VwGH vom 30.04.2003, 2002/16/0076

Betreff

Der Verwaltungsgerichtshof hat durch den Vorsitzenden Senatspräsident Dr. Waldner und die Hofräte Dr. Steiner, Dr. Fellner, Dr. Höfinger und Dr. Kail als Richter, im Beisein des Schriftführers Mag. Stummer, über die Beschwerde der H Getränkegesellschaft m.b.H. in L, vertreten durch Dr. Wilfried Ludwig Weh, Rechtsanwalt in Bregenz, Wolfeggstraße 1, gegen den Bescheid der Finanzlandesdirektion für Tirol vom , GZ AO-7000/3-T3/00, betreffend Eingangsabgaben, zu Recht erkannt:

Spruch

Der angefochtene Bescheid wird wegen Rechtswidrigkeit seines Inhalts aufgehoben.

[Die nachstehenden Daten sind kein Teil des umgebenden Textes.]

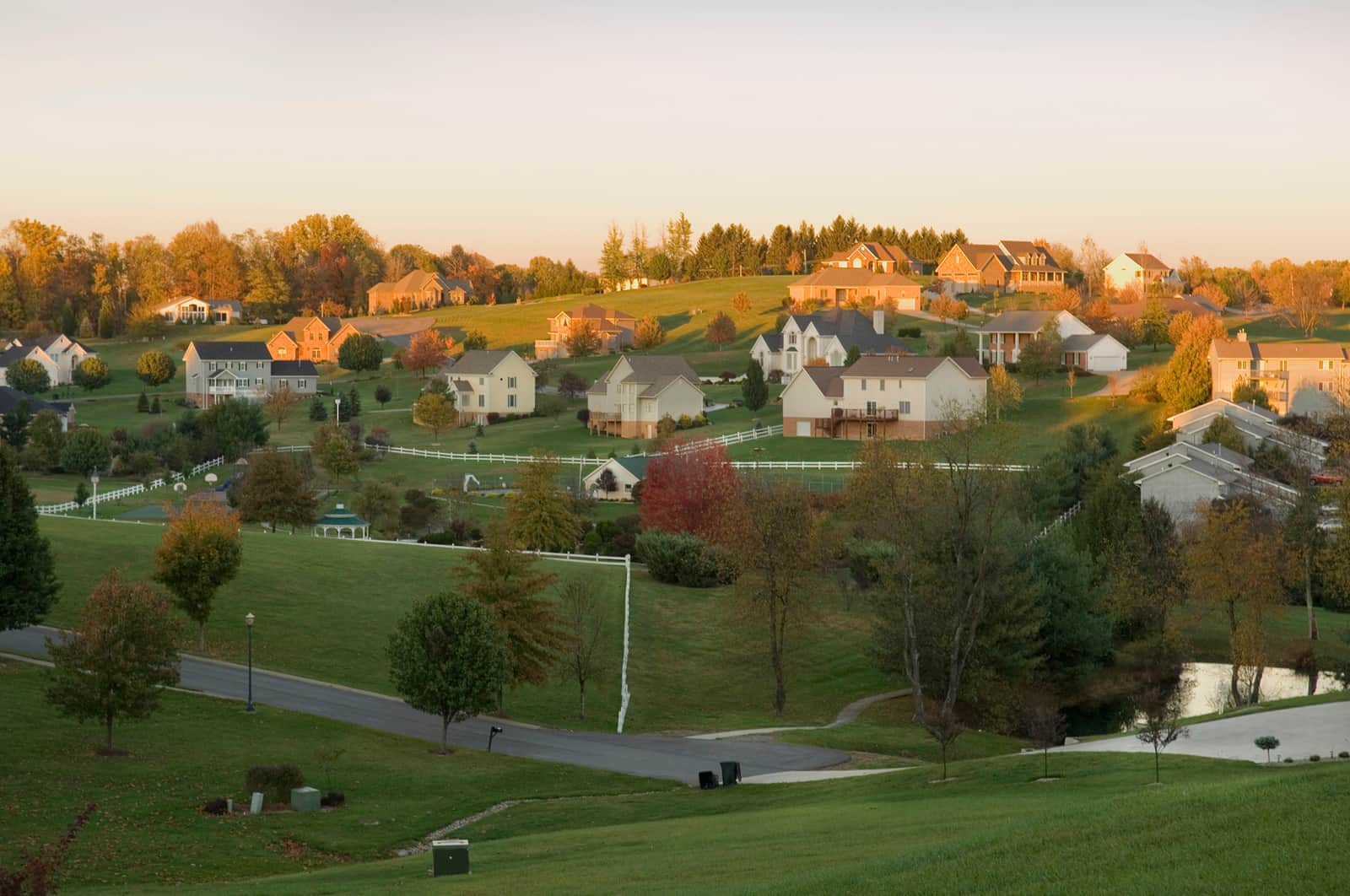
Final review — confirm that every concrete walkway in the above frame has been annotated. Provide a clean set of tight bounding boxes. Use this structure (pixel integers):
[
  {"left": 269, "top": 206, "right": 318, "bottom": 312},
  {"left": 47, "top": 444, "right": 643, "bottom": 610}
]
[
  {"left": 688, "top": 688, "right": 910, "bottom": 741},
  {"left": 1056, "top": 700, "right": 1350, "bottom": 763}
]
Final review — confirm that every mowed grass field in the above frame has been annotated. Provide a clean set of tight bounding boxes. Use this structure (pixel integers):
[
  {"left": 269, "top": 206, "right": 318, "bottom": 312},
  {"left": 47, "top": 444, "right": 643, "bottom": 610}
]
[
  {"left": 102, "top": 754, "right": 1350, "bottom": 896},
  {"left": 34, "top": 518, "right": 894, "bottom": 731},
  {"left": 0, "top": 661, "right": 658, "bottom": 892}
]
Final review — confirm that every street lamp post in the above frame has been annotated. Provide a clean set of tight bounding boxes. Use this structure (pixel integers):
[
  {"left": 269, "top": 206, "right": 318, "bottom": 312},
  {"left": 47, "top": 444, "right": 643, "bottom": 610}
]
[{"left": 245, "top": 613, "right": 254, "bottom": 712}]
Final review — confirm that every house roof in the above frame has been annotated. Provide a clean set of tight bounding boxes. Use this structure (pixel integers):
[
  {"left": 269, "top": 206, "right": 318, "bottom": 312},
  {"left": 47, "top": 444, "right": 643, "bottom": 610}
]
[
  {"left": 980, "top": 310, "right": 1060, "bottom": 333},
  {"left": 187, "top": 338, "right": 272, "bottom": 360},
  {"left": 450, "top": 348, "right": 516, "bottom": 376},
  {"left": 841, "top": 355, "right": 990, "bottom": 379}
]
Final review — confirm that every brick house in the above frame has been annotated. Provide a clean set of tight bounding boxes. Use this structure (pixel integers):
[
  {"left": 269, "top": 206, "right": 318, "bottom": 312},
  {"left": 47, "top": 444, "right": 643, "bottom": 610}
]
[{"left": 267, "top": 317, "right": 358, "bottom": 364}]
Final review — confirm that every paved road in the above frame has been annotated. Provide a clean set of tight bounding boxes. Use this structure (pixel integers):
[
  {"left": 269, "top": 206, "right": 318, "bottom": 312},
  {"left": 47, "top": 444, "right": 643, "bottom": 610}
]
[
  {"left": 0, "top": 628, "right": 849, "bottom": 784},
  {"left": 1058, "top": 700, "right": 1350, "bottom": 763}
]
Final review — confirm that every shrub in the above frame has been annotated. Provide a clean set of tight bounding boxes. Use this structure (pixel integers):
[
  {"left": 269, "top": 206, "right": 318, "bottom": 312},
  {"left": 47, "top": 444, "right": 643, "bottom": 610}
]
[
  {"left": 634, "top": 531, "right": 734, "bottom": 588},
  {"left": 245, "top": 763, "right": 305, "bottom": 803}
]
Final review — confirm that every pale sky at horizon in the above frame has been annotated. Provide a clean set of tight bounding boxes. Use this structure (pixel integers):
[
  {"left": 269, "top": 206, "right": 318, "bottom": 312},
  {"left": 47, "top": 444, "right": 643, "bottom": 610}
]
[{"left": 0, "top": 0, "right": 1350, "bottom": 268}]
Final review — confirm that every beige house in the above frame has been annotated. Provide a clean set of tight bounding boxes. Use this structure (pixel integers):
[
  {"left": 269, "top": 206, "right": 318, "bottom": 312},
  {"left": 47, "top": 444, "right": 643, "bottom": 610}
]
[
  {"left": 1125, "top": 441, "right": 1299, "bottom": 524},
  {"left": 1168, "top": 398, "right": 1330, "bottom": 470},
  {"left": 1210, "top": 329, "right": 1350, "bottom": 417},
  {"left": 443, "top": 348, "right": 535, "bottom": 426},
  {"left": 267, "top": 317, "right": 358, "bottom": 364},
  {"left": 934, "top": 240, "right": 1064, "bottom": 293},
  {"left": 0, "top": 333, "right": 99, "bottom": 386},
  {"left": 824, "top": 241, "right": 923, "bottom": 274},
  {"left": 586, "top": 355, "right": 704, "bottom": 439},
  {"left": 751, "top": 308, "right": 909, "bottom": 374},
  {"left": 975, "top": 310, "right": 1130, "bottom": 374},
  {"left": 535, "top": 304, "right": 637, "bottom": 360},
  {"left": 582, "top": 455, "right": 651, "bottom": 500},
  {"left": 155, "top": 295, "right": 245, "bottom": 324},
  {"left": 781, "top": 355, "right": 990, "bottom": 439},
  {"left": 366, "top": 271, "right": 474, "bottom": 315},
  {"left": 182, "top": 340, "right": 319, "bottom": 408},
  {"left": 787, "top": 266, "right": 922, "bottom": 311},
  {"left": 1102, "top": 252, "right": 1181, "bottom": 293}
]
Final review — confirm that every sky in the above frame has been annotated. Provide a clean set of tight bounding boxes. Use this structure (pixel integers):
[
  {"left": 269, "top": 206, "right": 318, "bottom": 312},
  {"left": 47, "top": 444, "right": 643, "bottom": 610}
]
[{"left": 0, "top": 0, "right": 1350, "bottom": 268}]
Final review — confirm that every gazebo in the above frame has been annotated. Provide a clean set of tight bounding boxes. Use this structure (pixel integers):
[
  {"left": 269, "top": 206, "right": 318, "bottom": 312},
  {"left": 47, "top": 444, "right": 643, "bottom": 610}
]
[{"left": 315, "top": 505, "right": 370, "bottom": 538}]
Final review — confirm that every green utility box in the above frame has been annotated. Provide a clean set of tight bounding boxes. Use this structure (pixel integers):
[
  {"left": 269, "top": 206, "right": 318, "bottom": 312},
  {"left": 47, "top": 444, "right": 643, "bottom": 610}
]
[
  {"left": 430, "top": 840, "right": 468, "bottom": 877},
  {"left": 290, "top": 786, "right": 319, "bottom": 812}
]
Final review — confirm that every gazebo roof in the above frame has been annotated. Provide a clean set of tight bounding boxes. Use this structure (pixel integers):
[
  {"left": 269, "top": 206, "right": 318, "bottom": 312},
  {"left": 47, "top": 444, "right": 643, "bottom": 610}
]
[{"left": 315, "top": 505, "right": 366, "bottom": 526}]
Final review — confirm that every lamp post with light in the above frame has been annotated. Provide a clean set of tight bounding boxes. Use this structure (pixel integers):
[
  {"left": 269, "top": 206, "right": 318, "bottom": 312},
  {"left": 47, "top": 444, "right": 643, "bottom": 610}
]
[{"left": 245, "top": 613, "right": 254, "bottom": 712}]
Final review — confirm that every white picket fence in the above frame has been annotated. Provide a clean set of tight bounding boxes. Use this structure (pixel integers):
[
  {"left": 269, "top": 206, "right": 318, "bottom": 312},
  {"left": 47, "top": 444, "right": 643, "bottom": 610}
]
[{"left": 34, "top": 457, "right": 225, "bottom": 517}]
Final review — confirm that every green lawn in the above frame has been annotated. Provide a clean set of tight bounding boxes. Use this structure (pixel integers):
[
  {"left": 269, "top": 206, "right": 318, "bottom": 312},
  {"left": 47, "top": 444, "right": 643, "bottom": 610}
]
[
  {"left": 34, "top": 518, "right": 893, "bottom": 731},
  {"left": 0, "top": 661, "right": 658, "bottom": 892},
  {"left": 105, "top": 754, "right": 1350, "bottom": 894}
]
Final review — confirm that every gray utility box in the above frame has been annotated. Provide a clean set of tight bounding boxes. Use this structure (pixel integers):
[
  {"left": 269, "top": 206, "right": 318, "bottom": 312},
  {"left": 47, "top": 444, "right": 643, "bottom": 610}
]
[
  {"left": 430, "top": 840, "right": 468, "bottom": 877},
  {"left": 290, "top": 786, "right": 319, "bottom": 812}
]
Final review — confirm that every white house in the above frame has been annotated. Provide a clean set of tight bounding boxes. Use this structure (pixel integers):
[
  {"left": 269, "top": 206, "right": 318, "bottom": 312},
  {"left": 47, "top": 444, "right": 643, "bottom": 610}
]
[
  {"left": 781, "top": 355, "right": 990, "bottom": 439},
  {"left": 975, "top": 310, "right": 1130, "bottom": 374},
  {"left": 751, "top": 308, "right": 907, "bottom": 375},
  {"left": 582, "top": 455, "right": 651, "bottom": 500},
  {"left": 1102, "top": 252, "right": 1181, "bottom": 293},
  {"left": 447, "top": 348, "right": 535, "bottom": 426},
  {"left": 155, "top": 295, "right": 245, "bottom": 324}
]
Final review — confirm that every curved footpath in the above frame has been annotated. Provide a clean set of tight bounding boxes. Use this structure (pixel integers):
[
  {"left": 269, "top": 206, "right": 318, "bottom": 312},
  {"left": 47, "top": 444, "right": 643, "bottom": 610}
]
[{"left": 0, "top": 626, "right": 849, "bottom": 784}]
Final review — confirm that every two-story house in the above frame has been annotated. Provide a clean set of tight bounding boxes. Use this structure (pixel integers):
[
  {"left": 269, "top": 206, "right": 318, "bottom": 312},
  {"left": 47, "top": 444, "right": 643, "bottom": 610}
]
[
  {"left": 366, "top": 271, "right": 474, "bottom": 315},
  {"left": 975, "top": 310, "right": 1130, "bottom": 374},
  {"left": 182, "top": 340, "right": 319, "bottom": 408},
  {"left": 1102, "top": 252, "right": 1181, "bottom": 295},
  {"left": 535, "top": 302, "right": 637, "bottom": 360},
  {"left": 1210, "top": 329, "right": 1350, "bottom": 417},
  {"left": 586, "top": 355, "right": 704, "bottom": 439},
  {"left": 781, "top": 355, "right": 990, "bottom": 439},
  {"left": 0, "top": 333, "right": 99, "bottom": 386},
  {"left": 267, "top": 317, "right": 358, "bottom": 364},
  {"left": 751, "top": 308, "right": 907, "bottom": 375},
  {"left": 443, "top": 348, "right": 535, "bottom": 426},
  {"left": 155, "top": 295, "right": 245, "bottom": 324},
  {"left": 934, "top": 240, "right": 1064, "bottom": 293},
  {"left": 824, "top": 241, "right": 923, "bottom": 274}
]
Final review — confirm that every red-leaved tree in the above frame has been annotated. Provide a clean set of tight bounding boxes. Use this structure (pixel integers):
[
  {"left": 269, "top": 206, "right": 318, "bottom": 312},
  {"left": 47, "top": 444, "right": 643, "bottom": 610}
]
[{"left": 641, "top": 440, "right": 741, "bottom": 541}]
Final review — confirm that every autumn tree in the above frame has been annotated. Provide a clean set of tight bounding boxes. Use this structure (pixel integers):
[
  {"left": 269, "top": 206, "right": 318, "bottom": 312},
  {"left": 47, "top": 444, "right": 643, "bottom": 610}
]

Der Bund hat der Beschwerdeführerin Aufwendungen in der Höhe von 1.088 EUR binnen zwei Wochen bei sonstiger Exekution zu ersetzen.

Begründung

Mit Schriftsatz vom erstattete die M Ges.m.b.H., Vereinigte Weinkellereien, in Innsbruck Selbstanzeige, dass in den Jahren 1992, 1993 und 1994 im Rahmen des "Accordino-Abkommens" eingangsabgabenfrei eingeführte Mengen an Wein an Abnehmer außerhalb Tirols und Vorarlbergs verkauft worden seien.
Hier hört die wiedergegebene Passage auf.